Un hémicycle sous le signe de la concorde
Le Palais Bourbon, vénérable théâtre des grands débats républicains français, a accueilli du 9 au 13 juillet la cinquantième session de l’Assemblée parlementaire de la Francophonie. Parmi les orateurs, la présence d’Isidore Mvouba, président de l’Assemblée nationale de la République du Congo et chef de la section APF-Congo, a suscité une attention soutenue. Dans l’amphithéâtre aux lambris dorés, le parlementaire congolais a choisi un registre empreint de gravité et d’ambition, soulignant que le dialogue des cultures — fondement même de la Francophonie — demeure un socle indispensable à la solidarité entre les peuples.
Aux yeux des observateurs, la symbolique importait autant que le contenu. Un demi-siècle après la création de l’APF, l’organisation cherchait à mesurer sa capacité d’attraction. En apportant le concours d’une délégation fortement représentative, Brazzaville réaffirmait son attachement à une plateforme multilatérale où l’usage de la langue française se conjugue à la défense des souverainetés nationales.
La voix du Congo et la diplomatie parlementaire
Dans son allocution, Isidore Mvouba a dépeint la Francophonie comme une « boussole » capable d’orienter les États membres face aux crises armées, à l’urgence climatique ou à l’érosion du multilatéralisme. Sur la forme, son discours était soigneusement calibré : ni posture moralisatrice, ni renoncement à la franchise, mais une invitation incessante à anticiper les drames plutôt qu’à les subir. Sur le fond, il a mis en avant la notion de diplomatie parlementaire, entendue comme complément indispensable aux canaux exécutifs.

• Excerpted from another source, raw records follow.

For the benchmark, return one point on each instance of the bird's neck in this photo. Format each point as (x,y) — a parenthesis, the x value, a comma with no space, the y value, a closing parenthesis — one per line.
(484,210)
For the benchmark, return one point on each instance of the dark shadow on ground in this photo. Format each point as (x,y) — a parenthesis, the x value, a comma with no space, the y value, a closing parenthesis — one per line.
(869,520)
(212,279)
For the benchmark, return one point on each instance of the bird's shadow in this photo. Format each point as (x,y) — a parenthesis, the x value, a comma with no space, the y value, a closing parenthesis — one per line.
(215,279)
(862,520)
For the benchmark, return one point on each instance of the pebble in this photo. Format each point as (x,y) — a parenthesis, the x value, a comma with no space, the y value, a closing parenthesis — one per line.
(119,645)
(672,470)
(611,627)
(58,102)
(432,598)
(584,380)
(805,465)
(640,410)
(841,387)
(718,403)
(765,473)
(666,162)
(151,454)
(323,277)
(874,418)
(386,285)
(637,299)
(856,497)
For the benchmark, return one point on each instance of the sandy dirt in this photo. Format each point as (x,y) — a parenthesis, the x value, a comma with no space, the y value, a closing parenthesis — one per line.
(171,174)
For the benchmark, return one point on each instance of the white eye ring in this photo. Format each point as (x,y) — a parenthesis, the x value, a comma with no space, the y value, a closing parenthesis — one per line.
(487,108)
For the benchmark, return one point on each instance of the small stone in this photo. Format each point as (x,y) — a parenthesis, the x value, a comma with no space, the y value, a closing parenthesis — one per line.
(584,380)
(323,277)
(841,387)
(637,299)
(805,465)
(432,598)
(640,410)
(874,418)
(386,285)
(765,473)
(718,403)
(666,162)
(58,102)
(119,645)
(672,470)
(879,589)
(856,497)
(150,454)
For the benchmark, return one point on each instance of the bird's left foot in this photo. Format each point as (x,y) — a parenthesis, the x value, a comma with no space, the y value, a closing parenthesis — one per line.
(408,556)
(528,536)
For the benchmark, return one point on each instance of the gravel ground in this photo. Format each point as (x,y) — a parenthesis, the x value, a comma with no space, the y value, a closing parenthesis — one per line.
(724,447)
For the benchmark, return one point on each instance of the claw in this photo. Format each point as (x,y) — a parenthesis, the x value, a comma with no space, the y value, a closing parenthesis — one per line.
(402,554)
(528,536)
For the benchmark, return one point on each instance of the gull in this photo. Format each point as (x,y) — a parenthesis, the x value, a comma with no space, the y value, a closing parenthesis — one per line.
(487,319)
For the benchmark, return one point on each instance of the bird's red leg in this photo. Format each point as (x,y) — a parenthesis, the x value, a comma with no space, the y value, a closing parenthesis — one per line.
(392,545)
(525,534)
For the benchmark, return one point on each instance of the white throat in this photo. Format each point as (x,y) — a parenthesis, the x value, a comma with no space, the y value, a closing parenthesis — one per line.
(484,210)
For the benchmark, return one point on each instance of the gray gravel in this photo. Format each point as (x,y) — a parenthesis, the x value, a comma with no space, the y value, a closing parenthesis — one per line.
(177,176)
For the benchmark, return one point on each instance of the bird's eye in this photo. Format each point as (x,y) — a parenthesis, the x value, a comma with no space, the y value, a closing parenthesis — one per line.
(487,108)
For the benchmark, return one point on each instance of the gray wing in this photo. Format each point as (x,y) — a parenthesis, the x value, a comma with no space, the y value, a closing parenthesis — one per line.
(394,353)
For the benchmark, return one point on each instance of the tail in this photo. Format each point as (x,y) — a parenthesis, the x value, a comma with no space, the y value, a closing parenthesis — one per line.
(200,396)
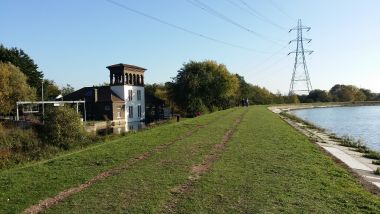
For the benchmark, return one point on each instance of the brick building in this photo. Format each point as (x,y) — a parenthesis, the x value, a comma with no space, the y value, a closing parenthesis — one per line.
(122,100)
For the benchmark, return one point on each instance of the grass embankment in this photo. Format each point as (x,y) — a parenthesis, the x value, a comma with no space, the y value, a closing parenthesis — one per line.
(265,167)
(23,186)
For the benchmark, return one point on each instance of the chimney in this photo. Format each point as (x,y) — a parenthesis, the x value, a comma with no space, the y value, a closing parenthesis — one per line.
(95,95)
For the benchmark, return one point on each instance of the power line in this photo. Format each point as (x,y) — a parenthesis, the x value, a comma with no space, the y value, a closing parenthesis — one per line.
(217,14)
(281,10)
(182,28)
(255,13)
(270,57)
(300,60)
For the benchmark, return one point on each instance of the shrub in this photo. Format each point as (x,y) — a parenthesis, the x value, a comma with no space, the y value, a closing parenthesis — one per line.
(63,127)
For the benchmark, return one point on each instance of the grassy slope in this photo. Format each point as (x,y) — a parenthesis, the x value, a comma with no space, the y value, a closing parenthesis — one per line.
(144,188)
(266,167)
(24,186)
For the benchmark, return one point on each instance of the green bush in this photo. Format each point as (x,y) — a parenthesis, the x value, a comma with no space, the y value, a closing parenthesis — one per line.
(63,127)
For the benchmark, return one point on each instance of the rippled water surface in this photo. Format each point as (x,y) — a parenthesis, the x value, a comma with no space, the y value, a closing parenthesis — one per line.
(360,122)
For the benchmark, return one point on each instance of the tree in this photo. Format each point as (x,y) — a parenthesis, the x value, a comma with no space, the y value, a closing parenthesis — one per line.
(63,127)
(319,96)
(51,90)
(13,88)
(346,93)
(26,65)
(203,86)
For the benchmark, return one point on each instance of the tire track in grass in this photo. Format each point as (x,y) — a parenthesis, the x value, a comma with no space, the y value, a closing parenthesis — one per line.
(199,169)
(51,201)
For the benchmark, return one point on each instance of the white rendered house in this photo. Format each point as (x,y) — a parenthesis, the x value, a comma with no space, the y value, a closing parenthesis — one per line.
(127,83)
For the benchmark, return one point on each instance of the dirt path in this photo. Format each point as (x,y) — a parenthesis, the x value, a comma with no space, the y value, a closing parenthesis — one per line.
(49,202)
(199,169)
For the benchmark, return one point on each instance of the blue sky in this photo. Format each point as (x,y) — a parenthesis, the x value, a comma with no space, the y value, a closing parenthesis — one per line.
(73,41)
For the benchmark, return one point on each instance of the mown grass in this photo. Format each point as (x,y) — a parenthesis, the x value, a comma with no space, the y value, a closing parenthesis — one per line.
(270,168)
(23,186)
(146,186)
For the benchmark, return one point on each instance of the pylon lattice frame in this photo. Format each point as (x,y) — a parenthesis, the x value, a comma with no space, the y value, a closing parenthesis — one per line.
(300,61)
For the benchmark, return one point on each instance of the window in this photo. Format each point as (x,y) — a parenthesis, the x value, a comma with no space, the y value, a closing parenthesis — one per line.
(139,111)
(130,110)
(138,94)
(130,95)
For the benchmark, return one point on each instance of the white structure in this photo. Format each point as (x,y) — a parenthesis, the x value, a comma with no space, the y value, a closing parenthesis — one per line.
(127,83)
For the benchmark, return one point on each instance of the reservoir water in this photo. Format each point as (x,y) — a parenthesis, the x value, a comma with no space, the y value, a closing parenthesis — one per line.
(359,122)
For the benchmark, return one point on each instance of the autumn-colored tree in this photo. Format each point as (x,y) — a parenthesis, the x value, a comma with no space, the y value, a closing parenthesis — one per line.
(203,86)
(13,88)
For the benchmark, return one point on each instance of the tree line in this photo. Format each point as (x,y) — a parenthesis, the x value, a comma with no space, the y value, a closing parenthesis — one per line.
(21,80)
(208,86)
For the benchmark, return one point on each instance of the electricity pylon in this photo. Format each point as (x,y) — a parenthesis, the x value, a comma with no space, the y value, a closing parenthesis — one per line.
(300,71)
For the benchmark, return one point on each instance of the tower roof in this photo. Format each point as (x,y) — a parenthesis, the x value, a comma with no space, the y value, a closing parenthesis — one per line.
(121,65)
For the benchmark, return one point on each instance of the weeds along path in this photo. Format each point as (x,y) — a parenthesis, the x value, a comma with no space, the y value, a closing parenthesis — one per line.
(51,201)
(199,169)
(21,187)
(145,186)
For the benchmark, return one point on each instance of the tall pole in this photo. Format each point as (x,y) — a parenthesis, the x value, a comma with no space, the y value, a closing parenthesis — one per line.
(300,59)
(42,99)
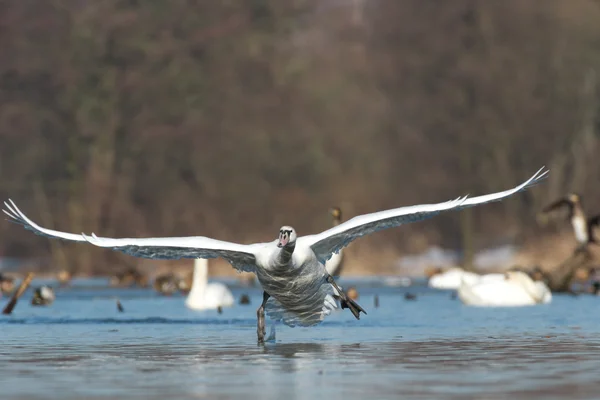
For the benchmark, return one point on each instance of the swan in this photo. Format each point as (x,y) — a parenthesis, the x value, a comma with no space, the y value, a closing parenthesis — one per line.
(454,277)
(43,296)
(297,289)
(166,284)
(335,264)
(204,295)
(582,226)
(516,289)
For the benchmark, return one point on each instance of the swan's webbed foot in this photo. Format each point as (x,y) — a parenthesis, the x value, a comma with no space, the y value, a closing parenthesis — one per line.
(345,301)
(260,314)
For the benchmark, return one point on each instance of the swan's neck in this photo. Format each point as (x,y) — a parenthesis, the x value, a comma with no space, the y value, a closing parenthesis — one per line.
(285,254)
(200,274)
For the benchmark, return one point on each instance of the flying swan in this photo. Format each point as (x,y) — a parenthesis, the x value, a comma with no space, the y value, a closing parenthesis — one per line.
(297,289)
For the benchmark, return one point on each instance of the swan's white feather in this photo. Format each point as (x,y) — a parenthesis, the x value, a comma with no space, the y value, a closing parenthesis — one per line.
(300,293)
(332,240)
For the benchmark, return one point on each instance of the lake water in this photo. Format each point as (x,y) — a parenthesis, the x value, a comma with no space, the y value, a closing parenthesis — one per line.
(433,347)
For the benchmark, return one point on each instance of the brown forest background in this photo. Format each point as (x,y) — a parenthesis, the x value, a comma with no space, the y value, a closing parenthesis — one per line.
(232,118)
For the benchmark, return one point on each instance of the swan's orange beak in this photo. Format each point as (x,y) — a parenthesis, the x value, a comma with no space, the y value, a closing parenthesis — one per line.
(283,240)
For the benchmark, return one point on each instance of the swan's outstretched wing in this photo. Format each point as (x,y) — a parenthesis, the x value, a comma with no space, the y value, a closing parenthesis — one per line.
(332,240)
(556,205)
(242,257)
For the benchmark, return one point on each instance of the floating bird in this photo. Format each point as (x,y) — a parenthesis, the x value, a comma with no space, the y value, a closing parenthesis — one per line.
(335,264)
(7,284)
(352,293)
(451,278)
(297,289)
(244,299)
(64,277)
(43,296)
(582,226)
(166,284)
(516,289)
(204,295)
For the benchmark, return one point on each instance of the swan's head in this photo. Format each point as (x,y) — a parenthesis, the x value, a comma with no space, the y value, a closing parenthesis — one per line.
(574,198)
(336,213)
(287,236)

Cette lecture s’inscrit dans la dynamique impulsée par Brazzaville depuis plusieurs années : multiplier les espaces de dialogue où les élus, forts de leur légitimité démocratique, peuvent faire entendre une position africaine pondérée, éloignée des polarisations qui dominent souvent les arènes internationales. La référence faite par le président congolais à une « diplomatie de progrès et d’avenir » traduit l’ambition d’aligner les priorités nationales — stabilité macro-économique, diversification, insertion régionale — avec les grands chantiers de l’APF.
La langue française, levier stratégique de Brazzaville
Au cœur de cette stratégie se trouve la langue française, définie par Isidore Mvouba comme instrument politique et diplomatique. Le rappel de la vision du président Denis Sassou Nguesso, pour qui la Francophonie constitue « le cénacle de l’harmonie », s’avère révélateur : à Brazzaville, la promotion du français n’est pas seulement affaire de prestige culturel, elle s’inscrit dans une diplomatie d’influence destinée à favoriser la réconciliation et la coopération régionales.
En Afrique centrale, où la mosaïque linguistique peut constituer un facteur de fragmentation, la République du Congo envisage le français comme un dénominateur commun susceptible de fluidifier les processus d’intégration économique. Sur le plan intérieur, la consolidation des politiques d’éducation bilingue nourrit la projection d’une jeunesse capable d’évoluer avec aisance dans les réseaux francophones, ouvrant la voie à des partenariats scientifiques et technologiques plus denses.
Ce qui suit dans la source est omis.